I have to prove that for $a \in N, c > 0$ (constants), this statement holds:
$\log_a(n + c) \in O(\log_a(n))$
So if I use the definition, the following should hold:
$\log_a(n + c) \leq d\log_a(n) = \log_a (n^d), \forall n \geq n_0, d > 0$
I have to find $n_0, d$ now
$n + c \leq n^d$
But how can I express $d$ so it depends only on $c$? How to continue from here? Thanks for any help!
I'm omitting the $a$ from the notations, as the base of the logarithm doesn't change anything.
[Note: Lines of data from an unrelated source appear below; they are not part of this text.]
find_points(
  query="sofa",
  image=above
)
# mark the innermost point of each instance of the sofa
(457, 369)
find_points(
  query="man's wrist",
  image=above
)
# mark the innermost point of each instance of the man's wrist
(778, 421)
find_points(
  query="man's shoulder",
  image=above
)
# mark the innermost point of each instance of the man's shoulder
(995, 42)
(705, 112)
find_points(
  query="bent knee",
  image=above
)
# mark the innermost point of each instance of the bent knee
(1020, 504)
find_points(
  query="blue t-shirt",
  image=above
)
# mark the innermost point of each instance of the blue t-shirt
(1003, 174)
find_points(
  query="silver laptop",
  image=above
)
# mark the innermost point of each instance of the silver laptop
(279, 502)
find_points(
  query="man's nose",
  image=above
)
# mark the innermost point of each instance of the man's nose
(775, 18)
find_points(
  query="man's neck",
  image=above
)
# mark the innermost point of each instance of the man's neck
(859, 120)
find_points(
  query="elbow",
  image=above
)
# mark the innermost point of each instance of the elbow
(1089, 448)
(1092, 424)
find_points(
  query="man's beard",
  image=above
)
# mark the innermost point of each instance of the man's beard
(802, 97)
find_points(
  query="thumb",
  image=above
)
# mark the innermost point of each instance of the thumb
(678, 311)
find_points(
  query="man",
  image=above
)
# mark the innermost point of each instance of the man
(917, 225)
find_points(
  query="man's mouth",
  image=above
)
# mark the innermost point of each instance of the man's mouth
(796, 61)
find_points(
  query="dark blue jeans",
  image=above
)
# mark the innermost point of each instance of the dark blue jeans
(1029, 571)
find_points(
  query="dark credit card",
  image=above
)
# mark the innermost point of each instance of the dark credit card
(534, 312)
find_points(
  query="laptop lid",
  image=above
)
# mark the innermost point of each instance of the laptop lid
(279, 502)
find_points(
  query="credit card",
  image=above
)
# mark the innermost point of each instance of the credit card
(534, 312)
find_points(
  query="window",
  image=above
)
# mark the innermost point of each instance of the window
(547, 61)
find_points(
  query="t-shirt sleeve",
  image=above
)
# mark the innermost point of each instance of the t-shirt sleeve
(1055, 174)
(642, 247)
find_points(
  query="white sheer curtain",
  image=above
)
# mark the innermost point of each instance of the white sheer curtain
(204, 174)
For fixed $c > 0$, and any $n \geq 1$, $$ \log(n+c) = \log\left(n\left(1+\frac{c}{n}\right)\right) = \log n + \log\left(1+\frac{c}{n}\right)\;. $$ But $\log\left(1+\frac{c}{n}\right) \xrightarrow[n\to\infty]{} 0$, so in particular it is less than $\log n$ (which goes to $\infty$) for $n$ "sufficiently large" (i.e., $\exists n_0, \forall n \geq n_0\; \log\left(1+\frac{c}{n}\right)\leq \log n$). Hence, for $n$ sufficiently large $$ \log(n+c) \leq 2\log n $$ proving the result.